Kempton by Grant Lennox
An art project using historic old maps that were destined for disposal by Land Tasmania has become an Art Society of Tasmania Feature Artist Exhibition entitled “Beyond the Boundaries", scheduled for the Lady Franklin Gallery in Lenah Valley from September 4 until October 3.
The project was enthusiastically embraced by artists all around Tasmania, who used a treasure trove of historic plans as an art medium, with more than 100 of the old documents handed out State-wide.
Lichen on the rocks of the East Coast by Lucy Murfett
Copies of the original manuscripts of the Proclaimed Town Index Charts and Proclaimed Land District Index Charts, which documented the then current status of Crown dealings with Crown land and ranged from 1885 to 1948, were already archived sufficiently so Land Tasmania was required to dispose of the originals.
This gave Julian Gill, Land Tasmania's Manager Spatial Data and Products, an idea, which he took to his next door neighbour, Grant Lennox, a successful artist and member of the Art Society of Tasmania.
“With such amazing old plans, destruction would have been such a waste, so I asked Grant if they could be painted on as he had done some other artwork on vintage printed pages," Julian said. “Once Grant saw the maps and researched what some international artists had painted onto maps he was convinced that fellow artists would jump at the chance. Members of the Art Society of Tasmania were very interested in utilising them as an art project."

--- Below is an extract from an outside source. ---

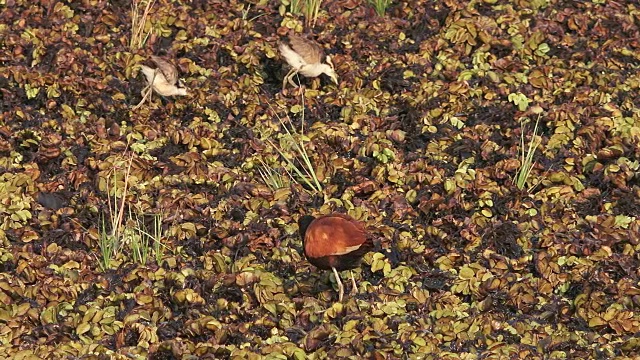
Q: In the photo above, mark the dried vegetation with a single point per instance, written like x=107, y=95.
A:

Chinese dragon at abandoned mine Magnet by Grant Lennox
Grant immediately embraced the concept, and proceeded to research the history of art on maps. He discovered the tradition goes back to the time of cave paintings, and was particularly impressive during the age of exploration, when artists, often monks, worked with explorers to create maps. They illustrated them with fabulous embellishments such as dragons and sea monsters to warn of dangers over the horizon, drawings of the explorer's vessels, and stories of animals seen during explorers' travels. Edges of maps often included angels among the clouds blowing the prevailing winds or other religious figures. Sculptors were also involved with the first known town plan of Rome sculpted onto 26 marble tablets which fitted together. Today, tourist maps often contain artists' illustrations highlighting local features or buildings.
Aerial survey-Wedge tailed eagle over north west by Grant Lennox
Grant proposed the idea to the Art Society of Tasmania, the oldest art society in Australia having formed in 1884, and also to the Launceston Art Society, which is almost as old, formed in 1892. Artists from both societies were keen to be involved, and thanks to Julian, Grant has delivered more than 100 documents to them, with the demand for more still great.
Grant explained that the old maps present both an exciting opportunity and an enjoyable challenge for an artist. Although they vary in size from A3 to A1, many of the maps are big, up to 90cm by 60cm, so while there is a lot of space to work on, considerable imagination is also needed.
Grant's imagination has proven up to the task, with works for the exhibition including a map of Kempton as a quilt with an old sewing machine, and a map of the west coast town of Magnet, a small settlement by a silver mine, painted as a Chinese dragon in honour of the Chinese miners who came to Tasmania in previous centuries.
Bicheno by Mel Hills
An exhibition of the art on maps by members of the Art Society of Tasmania is scheduled for September at its headquarters, the splendid Lady Franklin Gallery in Lenah Valley, a grand sandstone building designed like a Greek Temple which opened in 1843. Ironically the former Lieutenant Governor Sir John Franklin, whose wife championed the arts in colonial times perished along with his crew on a voyage of discovery to find and then make a map of a Northwest passage through the Canadian artic.
Plans for an exhibition by members of the Launceston Art Society are also in motion.